Sie wurden ursprünglich genutzt um Kartoffeln zu pflanzen, bis die Kraut-und Knollenfäule Phytophthora infestans, den Kartoffelanbau stoppte. Die Aufschüttungen wurden mit Seetang angereichert und boten so eine bessere Grundlage für das Wachstum, da der Boden zu wenig Humus hergab um eine normale Bepflanzung zu erlauben. Ausserdem gab die Aufschichtung mehr Wärme her als der flache Boden.
Diese Maßnahmen waren insbesondere zur Zeit der Highland Clearances (Link: Highland Clearances) notwendig, da die Crofter von ihrem ursprünglichen Land vertrieben wurden und auf kaum zu bewirtschaftenden Landstrichen wieder angesiedelt wurden.
Jetzt weiter zu Davids Ausführungen.
Jährlich werden die "riggs" auf dem Butt of Lewis gepflegt. Die crofter des Umlandes ziehen jeweils eine Nummer und erhalten den Teil für den sie in diesem Jahr verantwortlich sind. Diese "riggs" müssen sie entsprechend aufschichten und bearbeiten. Die "Lotto-Ziehung" gewährleistet das sich jeder der Landwirte bemüht seine "riggs" gut zu bearbeiten, weil er im nächsten Jahr eventuell die gleichen ziehen würde, beziehungsweise die Ächtung seines Nachfolgers sehr unangenehm wäre.

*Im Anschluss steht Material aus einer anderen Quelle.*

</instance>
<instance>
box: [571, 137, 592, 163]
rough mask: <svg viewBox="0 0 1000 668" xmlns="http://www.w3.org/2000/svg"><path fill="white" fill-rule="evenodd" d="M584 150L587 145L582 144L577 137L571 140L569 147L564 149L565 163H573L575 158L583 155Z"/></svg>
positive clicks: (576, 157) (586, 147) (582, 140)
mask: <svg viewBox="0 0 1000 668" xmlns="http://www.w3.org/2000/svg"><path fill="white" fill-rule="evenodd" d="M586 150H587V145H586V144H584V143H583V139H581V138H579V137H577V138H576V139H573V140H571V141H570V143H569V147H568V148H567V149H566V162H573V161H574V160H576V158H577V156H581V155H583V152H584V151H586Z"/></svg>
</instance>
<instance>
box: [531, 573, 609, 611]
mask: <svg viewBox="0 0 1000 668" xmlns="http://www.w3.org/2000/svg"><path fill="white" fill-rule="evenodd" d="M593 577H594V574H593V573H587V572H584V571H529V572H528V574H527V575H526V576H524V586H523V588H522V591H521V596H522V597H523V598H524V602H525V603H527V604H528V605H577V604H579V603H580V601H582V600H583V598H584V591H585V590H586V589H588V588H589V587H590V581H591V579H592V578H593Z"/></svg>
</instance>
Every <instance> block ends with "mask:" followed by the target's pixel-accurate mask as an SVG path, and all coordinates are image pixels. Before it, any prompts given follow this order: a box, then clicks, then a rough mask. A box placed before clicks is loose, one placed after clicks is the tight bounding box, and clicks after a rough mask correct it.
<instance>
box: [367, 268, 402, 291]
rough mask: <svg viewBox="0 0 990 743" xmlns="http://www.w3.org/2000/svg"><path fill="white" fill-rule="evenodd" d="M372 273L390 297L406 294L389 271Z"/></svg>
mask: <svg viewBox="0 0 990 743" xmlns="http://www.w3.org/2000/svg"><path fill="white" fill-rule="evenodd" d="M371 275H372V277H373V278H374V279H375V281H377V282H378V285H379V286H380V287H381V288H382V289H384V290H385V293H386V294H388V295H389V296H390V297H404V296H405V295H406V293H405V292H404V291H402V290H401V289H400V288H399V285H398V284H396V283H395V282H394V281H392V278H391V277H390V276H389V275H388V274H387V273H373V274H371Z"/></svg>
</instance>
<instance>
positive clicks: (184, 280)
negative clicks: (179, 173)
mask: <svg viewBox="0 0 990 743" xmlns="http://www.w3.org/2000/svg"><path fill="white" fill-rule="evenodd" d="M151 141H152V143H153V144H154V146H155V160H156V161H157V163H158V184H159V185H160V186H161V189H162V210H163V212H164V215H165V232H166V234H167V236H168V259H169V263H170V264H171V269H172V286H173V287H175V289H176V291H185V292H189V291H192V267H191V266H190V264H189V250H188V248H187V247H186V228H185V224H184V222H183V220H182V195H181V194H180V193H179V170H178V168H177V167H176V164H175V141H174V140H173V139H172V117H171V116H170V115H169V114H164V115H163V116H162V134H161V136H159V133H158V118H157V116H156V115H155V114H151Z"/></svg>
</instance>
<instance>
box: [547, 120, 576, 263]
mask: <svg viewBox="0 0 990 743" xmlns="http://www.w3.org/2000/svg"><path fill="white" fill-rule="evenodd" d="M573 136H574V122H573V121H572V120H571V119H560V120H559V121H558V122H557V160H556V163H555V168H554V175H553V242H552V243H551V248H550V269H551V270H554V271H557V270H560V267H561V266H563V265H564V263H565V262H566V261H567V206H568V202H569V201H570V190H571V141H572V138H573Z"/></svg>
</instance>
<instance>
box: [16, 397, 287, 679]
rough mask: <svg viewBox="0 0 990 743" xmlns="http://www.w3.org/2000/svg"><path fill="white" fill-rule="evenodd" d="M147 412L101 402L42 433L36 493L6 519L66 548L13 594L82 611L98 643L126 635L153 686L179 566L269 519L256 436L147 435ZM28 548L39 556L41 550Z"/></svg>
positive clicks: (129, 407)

Heute dienen die "riggs" nur der Entwässerung.
Ein weiteres Bon-mot von David:
Hermiline hatten irgendwann überhand genommen in den letzten Jahren. Diese wurden dann getötet.
Das führte dazu dass die Kaninchen sehr schnell überhand nahmen, wie man auf der Insel sehr gut erleben kann.
Die Kaninchen wurden per Beschluss zu mehreren Tausenden zum Abschuss frei gegeben.
Allerdings führte das zum nächsten Problem; die Bleikugeln, die natürlich überall herumliegen, werden von den Vögeln aufgepickt so das sie sterben.
Ist es nicht wunderbar wie vorausschauend wir Menschen sind?